Niños esperan aún el anhelado retorno

Una veintena de voluntarios entran y salen de la casa parroquial de Chalchihuitán. Algunos descargan víveres, ropa, maíz y otras donaciones procedentes de diversas partes del país para los campamentos de desplazados.

Otros más cargan tanto como pueden las pequeñas camionetas que llevan lo necesario a los refugiados para resistir el destierro y las temperaturas que han bajado hasta los diez grados centígrados, en más de una docena de veces en el último mes.

Los que no cargan y están afuera, en aparente pasividad, también tienen una función. Día y noche algunos pobladores de la cabecera se turnan para resguardar la parroquia de San Pablo, luego de que en las últimas semanas advirtieran la presencia de vehículos tripulados por vecinos de Chenalhó, presuntamente armados y en actitud amenazadora afuera de la casa parroquial.

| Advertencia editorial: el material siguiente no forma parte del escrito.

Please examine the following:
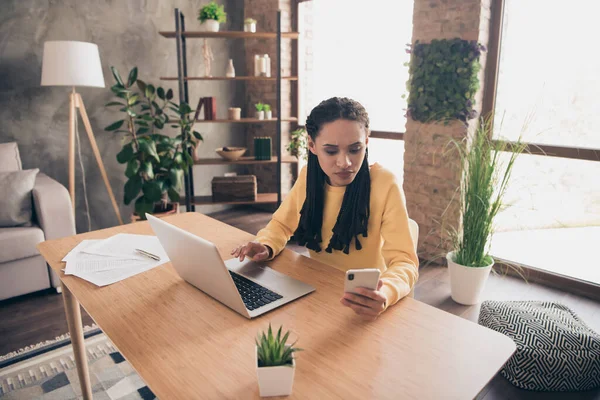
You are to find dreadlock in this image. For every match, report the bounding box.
[294,97,371,254]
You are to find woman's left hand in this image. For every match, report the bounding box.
[340,279,387,321]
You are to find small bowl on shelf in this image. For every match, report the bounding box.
[215,146,247,161]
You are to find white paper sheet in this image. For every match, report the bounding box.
[65,260,152,275]
[82,233,169,261]
[63,233,169,286]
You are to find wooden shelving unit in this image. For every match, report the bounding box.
[194,156,298,165]
[160,76,298,82]
[196,118,298,124]
[164,8,299,211]
[158,30,299,39]
[180,193,277,206]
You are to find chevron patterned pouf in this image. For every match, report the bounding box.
[479,301,600,392]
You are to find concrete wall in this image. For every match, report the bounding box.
[0,0,245,232]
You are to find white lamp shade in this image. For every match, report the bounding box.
[42,41,104,87]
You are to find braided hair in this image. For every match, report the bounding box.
[294,97,371,254]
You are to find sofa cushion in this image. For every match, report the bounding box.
[0,142,21,172]
[0,168,39,228]
[479,301,600,391]
[0,226,45,263]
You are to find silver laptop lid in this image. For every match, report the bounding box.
[146,214,250,317]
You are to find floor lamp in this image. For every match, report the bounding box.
[42,41,123,225]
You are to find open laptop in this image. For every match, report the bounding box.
[146,214,315,318]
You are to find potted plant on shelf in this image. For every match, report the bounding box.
[105,67,203,221]
[254,103,265,119]
[446,118,526,305]
[198,1,227,32]
[244,18,256,33]
[263,104,273,119]
[256,324,302,397]
[286,128,308,160]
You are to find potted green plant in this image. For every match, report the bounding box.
[286,128,308,160]
[104,67,203,221]
[244,18,256,33]
[263,104,273,119]
[254,102,265,119]
[198,1,227,32]
[446,118,526,305]
[256,324,302,397]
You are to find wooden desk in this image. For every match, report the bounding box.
[38,213,515,400]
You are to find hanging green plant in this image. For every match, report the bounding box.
[406,38,486,122]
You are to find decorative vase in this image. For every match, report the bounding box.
[225,58,235,78]
[131,202,179,222]
[202,19,219,32]
[229,107,242,120]
[255,348,296,397]
[446,252,494,306]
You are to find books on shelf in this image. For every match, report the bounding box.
[254,137,271,160]
[194,97,217,121]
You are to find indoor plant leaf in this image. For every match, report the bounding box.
[104,119,125,132]
[117,143,134,164]
[127,67,137,87]
[123,175,143,204]
[142,182,162,203]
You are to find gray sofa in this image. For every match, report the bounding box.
[0,142,75,300]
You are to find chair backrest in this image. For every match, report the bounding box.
[408,218,419,298]
[0,142,23,172]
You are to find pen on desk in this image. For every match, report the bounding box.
[135,249,160,261]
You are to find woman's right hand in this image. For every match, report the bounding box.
[231,242,270,261]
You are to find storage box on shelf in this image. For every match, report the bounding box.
[212,175,258,203]
[159,9,299,211]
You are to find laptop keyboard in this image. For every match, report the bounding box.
[229,271,283,311]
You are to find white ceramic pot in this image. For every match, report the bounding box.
[202,19,219,32]
[255,349,296,397]
[446,252,494,306]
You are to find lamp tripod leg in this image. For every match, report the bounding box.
[75,93,123,225]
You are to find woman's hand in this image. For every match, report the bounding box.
[340,279,387,321]
[231,242,271,261]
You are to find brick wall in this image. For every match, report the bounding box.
[404,0,492,260]
[244,0,296,199]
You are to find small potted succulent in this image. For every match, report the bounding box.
[254,103,265,119]
[256,324,302,397]
[244,18,256,33]
[263,104,273,119]
[198,1,227,32]
[286,128,308,160]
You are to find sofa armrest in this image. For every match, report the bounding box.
[33,173,76,240]
[32,173,76,287]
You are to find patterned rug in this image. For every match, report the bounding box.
[0,327,156,400]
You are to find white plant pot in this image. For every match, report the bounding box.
[202,19,219,32]
[255,348,296,397]
[446,252,494,306]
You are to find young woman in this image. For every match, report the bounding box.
[231,97,419,319]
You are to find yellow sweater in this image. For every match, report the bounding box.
[256,164,419,306]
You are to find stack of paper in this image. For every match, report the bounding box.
[63,233,169,286]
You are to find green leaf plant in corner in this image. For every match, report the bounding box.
[256,324,302,368]
[286,128,308,160]
[104,67,203,219]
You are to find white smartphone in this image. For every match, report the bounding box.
[344,268,381,293]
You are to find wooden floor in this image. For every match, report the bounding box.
[0,207,600,400]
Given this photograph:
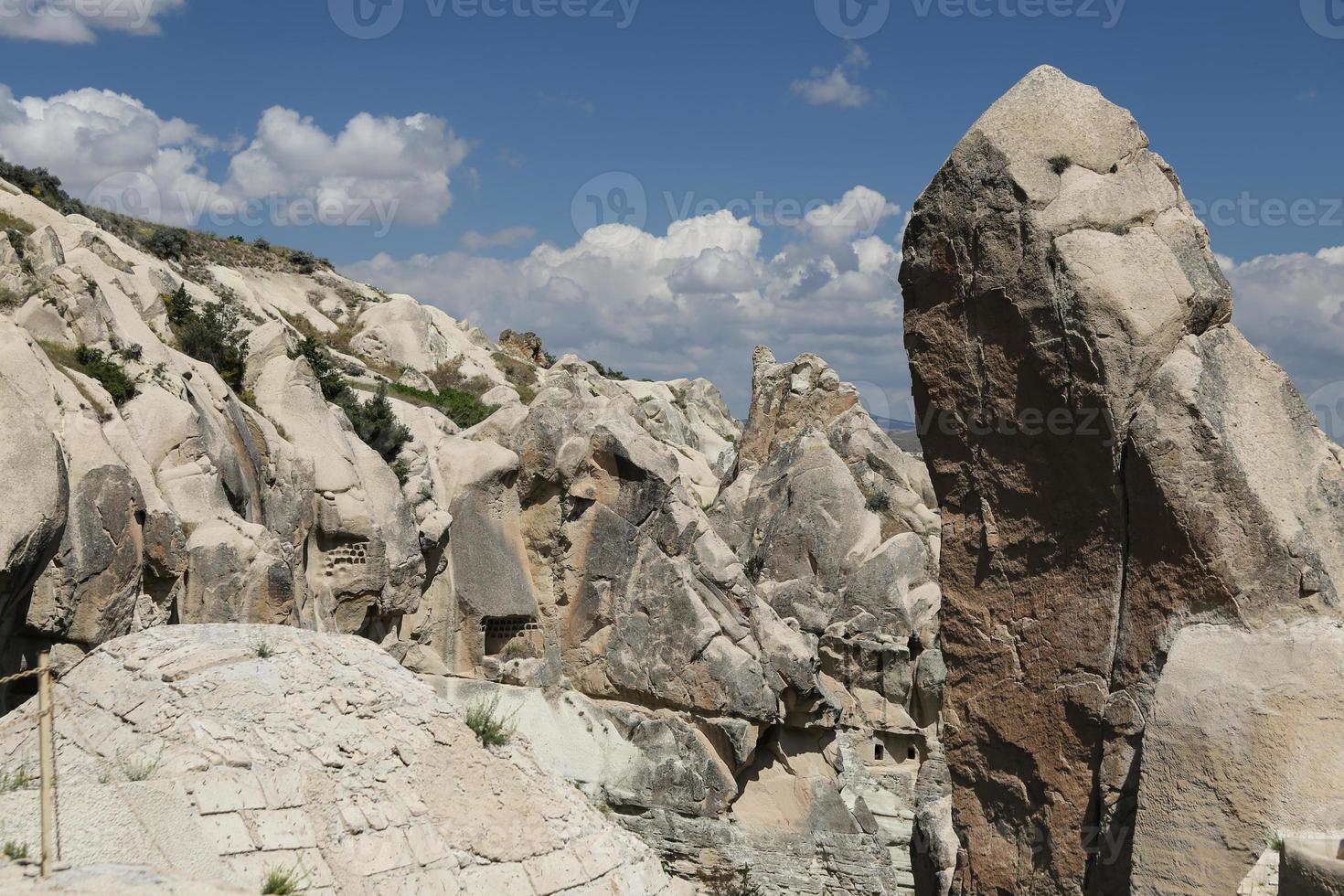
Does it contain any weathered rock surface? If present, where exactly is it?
[0,626,669,896]
[1130,621,1344,896]
[0,161,955,893]
[901,67,1344,893]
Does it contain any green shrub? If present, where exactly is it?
[117,755,163,781]
[589,360,630,380]
[0,211,34,240]
[466,695,517,747]
[141,227,191,261]
[261,867,308,896]
[289,251,317,274]
[164,284,247,392]
[74,346,135,407]
[700,868,764,896]
[0,765,37,794]
[391,383,498,430]
[341,386,411,464]
[741,556,764,584]
[289,336,349,403]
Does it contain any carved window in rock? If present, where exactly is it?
[323,541,368,575]
[871,732,921,765]
[481,616,541,656]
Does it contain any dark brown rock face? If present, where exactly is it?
[901,67,1344,893]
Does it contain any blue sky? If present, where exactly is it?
[0,0,1344,415]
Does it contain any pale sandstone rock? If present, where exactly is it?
[1132,621,1344,895]
[0,626,668,896]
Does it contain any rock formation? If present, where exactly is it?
[0,164,955,893]
[0,624,669,896]
[901,67,1344,893]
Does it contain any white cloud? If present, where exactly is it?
[227,106,472,224]
[347,188,910,419]
[1219,246,1344,438]
[793,46,872,109]
[463,227,537,252]
[0,0,187,43]
[798,187,901,249]
[0,83,472,230]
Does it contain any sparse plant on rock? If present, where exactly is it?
[341,384,411,464]
[74,346,135,407]
[741,555,764,584]
[466,695,517,747]
[117,753,163,782]
[164,284,247,392]
[0,765,35,794]
[699,868,764,896]
[261,867,308,896]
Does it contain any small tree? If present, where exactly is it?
[144,227,191,261]
[341,384,411,464]
[75,346,135,407]
[291,336,349,404]
[164,284,247,392]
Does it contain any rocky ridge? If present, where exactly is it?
[0,159,952,893]
[901,67,1344,893]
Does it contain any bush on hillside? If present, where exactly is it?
[289,336,349,404]
[341,386,411,464]
[164,284,247,392]
[74,346,135,407]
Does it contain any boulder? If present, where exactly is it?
[0,624,669,896]
[1128,621,1344,896]
[901,67,1344,893]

Uno de los campamentos de desplazados, en el paraje Ch’enmut, está repleto de niños. La mayoría de los hombres no tienen más remedio que ir hacia las montañas circundantes, donde los cafetales están siendo cosechados, pese al riesgo de toparse con civiles armados de Chenalhó.

Muchas de las mujeres van hacia sus casas abandonadas, colina abajo, para alimentar a sus gallinas y volver antes que caiga la tarde. Sus hogares han dejado de ser el lugar más seguro para habitar.

En el campamento de Ch’enmut, seis de cada diez refugiados son niños. Más de la mitad de ellos caminan descalzos y a casi todos se les oye toser. Hay un comité que coordina la recepción y entrega de los comestibles. Ciento ocho personas pueblan este campamento y aún no pueden regresar a sus parcelas y casas.

Al mediodía de este jueves, la mayoría de ellos hacía una fila recibiendo ropa y juguetes de voluntarios civiles que llegaron hasta el campamento por sus propios medios.

Paradójicamente, los refugiados se encuentran hacinados en una carpa de cinco por seis metros, con techo de plástico, mientras a un par de metros, media docena de policías se encuentra descansando en el interior de la casa ejidal, construcción de concreto de diez por doce metros con agua entubada, catres con cobijas y cocineta.